サーモンやトラウトといった養殖魚は、ヨーロッパの水産業にとって重要な輸出品です。育種技術や飼育システムの改良といった技術革新は、しばしば産業競争力を高める要因として語られますが、それが実際に輸出の伸びにどうつながっているのかを定量的に確かめた研究は多くありませんでした。今回紹介する論文は、コペンハーゲン大学食料資源経済学部やノルウェーのBIノルウェー・ビジネススクール、ウェスタン・ノルウェー応用科学大学の研究者らが、欧州の養殖業を対象に、特許出願データと貿易データを組み合わせてこの関係を分析したものです。

どのように調べたのか

研究チームは、養殖関連の特許出願をまとめた独自のデータベースを構築し、2012年から2024年までの期間について、国連の貿易統計(UN Comtrade)のデータと突き合わせました。分析では、単に輸出額の増減を見るだけでなく、輸出される『量』と、単位あたりの価格である『単価』を分けて検討している点が特徴です。国内の特許保有数(特許ストック)が増えたときに、輸出額・輸出量・単価のそれぞれがどう変化するかを、国ごとの生産の特色(サーモン中心か、トラウト中心かなど)にも注目しながら調べています。

研究でわかったこと

全体としては、国内の特許ストックが増えるほど、輸出額と輸出量がともに高くなるという関連が見られました。これは、生物学的・技術的な革新によって生産コストが下がり、生産や貿易の規模を広げやすくなるという見方と整合的だと論文では説明されています。

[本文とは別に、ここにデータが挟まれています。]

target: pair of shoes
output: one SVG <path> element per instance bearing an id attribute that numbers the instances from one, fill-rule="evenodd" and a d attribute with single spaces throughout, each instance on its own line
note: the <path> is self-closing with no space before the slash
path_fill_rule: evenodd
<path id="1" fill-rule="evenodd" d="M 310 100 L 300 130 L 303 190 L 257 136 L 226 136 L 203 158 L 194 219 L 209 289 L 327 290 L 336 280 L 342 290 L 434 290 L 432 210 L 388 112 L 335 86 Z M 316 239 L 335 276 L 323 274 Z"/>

ただし、この傾向はすべての国で一様に見られたわけではありません。特許ストックと輸出の正の関連は、主にサーモンを大量に生産している国からのサーモン輸出において顕著であり、サーモンをあまり生産していない国のサーモン輸出には、こうした関連は見られませんでした。またトラウト生産国では、特許ストックが多いほど輸出の単価はむしろ低くなる一方、輸出量の増加とは結びついていませんでした。さらにEU(欧州連合)の枠組みでは、規制や生産拡大の余地の限られた構造的な制約が、技術革新を輸出の伸びに結びつけにくくしている可能性が指摘されています。

この研究の位置づけと読むうえでの注意

著者らは、技術進歩と貿易成果の結びつきが、この一次産品産業(養殖業)においては、すでに大きな地位を確立した主要な生産国に集中しており、小規模な生産者やニッチな製品への波及効果は限られていると結論づけています。裏を返せば、特許による技術革新の恩恵は、業界内で均等に行き渡っているわけではないということです。この分析は欧州の養殖業、特にサーモンとトラウトを中心とした2012〜2024年のデータに基づくものであり、日本の養殖業や他の魚種、他地域への当てはめには注意が必要です。一つの研究として得られた知見であり、これをもって技術革新が輸出を伸ばすと断定的に結論づけられるものではありません。

まとめ

この研究は、養殖業における技術革新(特許出願で示される)が輸出額や輸出量の増加と関連している一方、その恩恵はサーモンを主力とする大規模生産国に偏っており、トラウト生産国や小規模生産者には異なるパターンが見られることを示唆しています。技術革新が貿易成果にどう波及するかは、魚種や生産構造、規制環境によって大きく左右されることがうかがえる結果です。

※本記事は原著論文の翻訳ではなく、研究内容を独自に解説したものです。参考文献:Stine Madsen, Hans‐Martin Straume, Hanna Winter, et al. Innovation activity and export performance: Evidence from the European aquaculture sector. アクアカルチャー・エコノミクス・アンド・マネジメント (2026). DOI: 10.1080/13657305.2026.2711752. 原著ライセンス: cc-by.